Harper noted that, unlike Ryan, she refuses to accept contributions from corporate PACs and has been a consistent supporter of the right to abortion. (Ryan identified as a “pro-life” Democrat earlier in his career but explained in 2015 that fatherhood and speaking to women in his district prompted him to conclude that “the heavy hand of government must not make this decision for women and families.”)
“I am not a political insider,” Harper added. “I am not a career politician.”
There are not many case studies of deeply progressive Democrats winning statewide contests in independent- or Republican-leaning states, particularly if they are not incumbents or politicians with previous elected experience.
Recent House results in Ohio have been no more encouraging for the activist left. Harper supported the Cleveland-area congressional candidacy of Nina Turner, who lost a special primary election on Aug. 3 to a more moderate contender, Shontel Brown. Beatty and other senior Black lawmakers campaigned heavily for Brown.
But Harper is already poised to avoid one of the pitfalls that befell Turner, who was dogged by concerns about the steadiness of her support for President Joe Biden and her relationship to the Democratic Party.
Unlike Turner, Harper is upfront about the fact that she voted for the Democratic presidential nominee in the general election in both 2016 and 2020.
In addition, Harper’s nonprofit, Columbus Stand Up, helped register, turn out and provide rides last November to voters in parts of Columbus that are key to any Democrat’s success in Ohio.

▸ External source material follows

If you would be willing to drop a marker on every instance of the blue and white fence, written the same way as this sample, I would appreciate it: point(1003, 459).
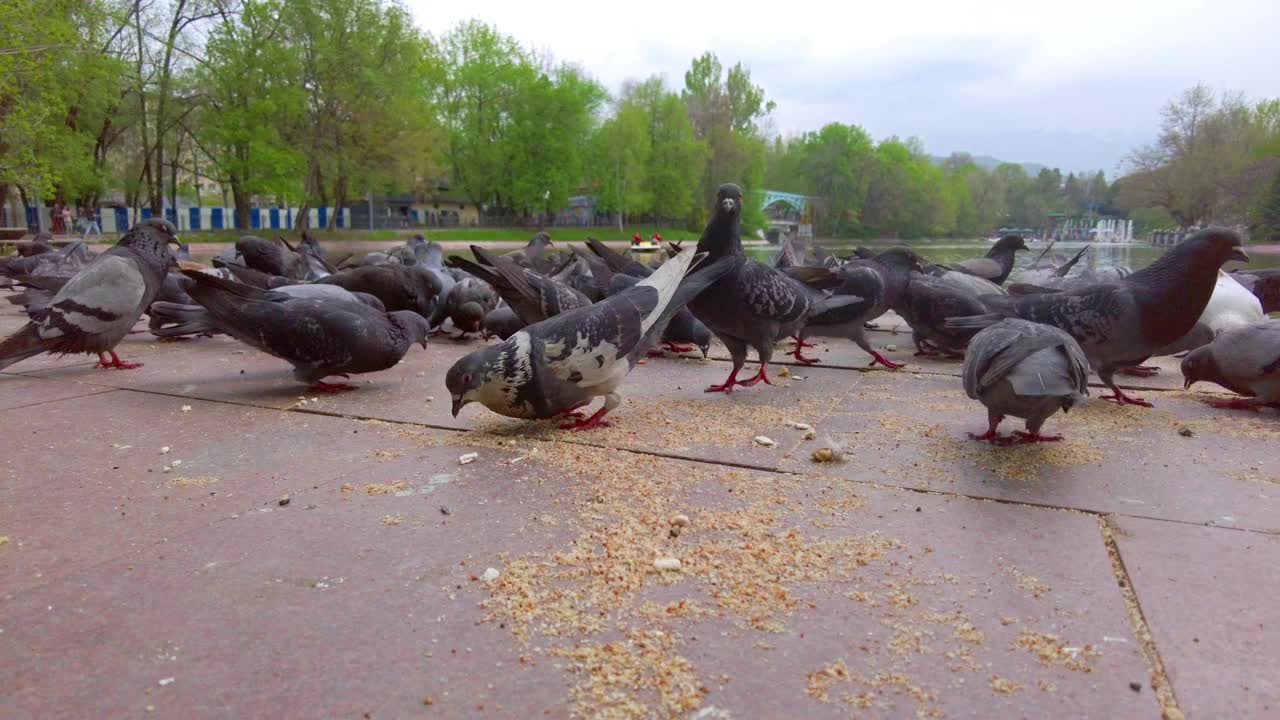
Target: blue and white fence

“I’m a proud Democrat,” Harper said. “So far we’re seeing that President Biden is working to implement a lot of policies to address the issues of our time. I support and continue to support his agenda and make sure that more than anything, a goal for us is to deliver real change for our communities and the people of Ohio.”
Harper stands by the array of progressive positions that made her an activist favorite in 2020, including her support for Medicare for All and the Green New Deal.
But Harper implied that she is still deciding which policies to emphasize in her statewide run.
“Our platform will continue to evolve as we talk to more voters across the state, but more than anything, people are looking for somebody who’s ready to fight for them, and that’s what I’m offering through my campaign.”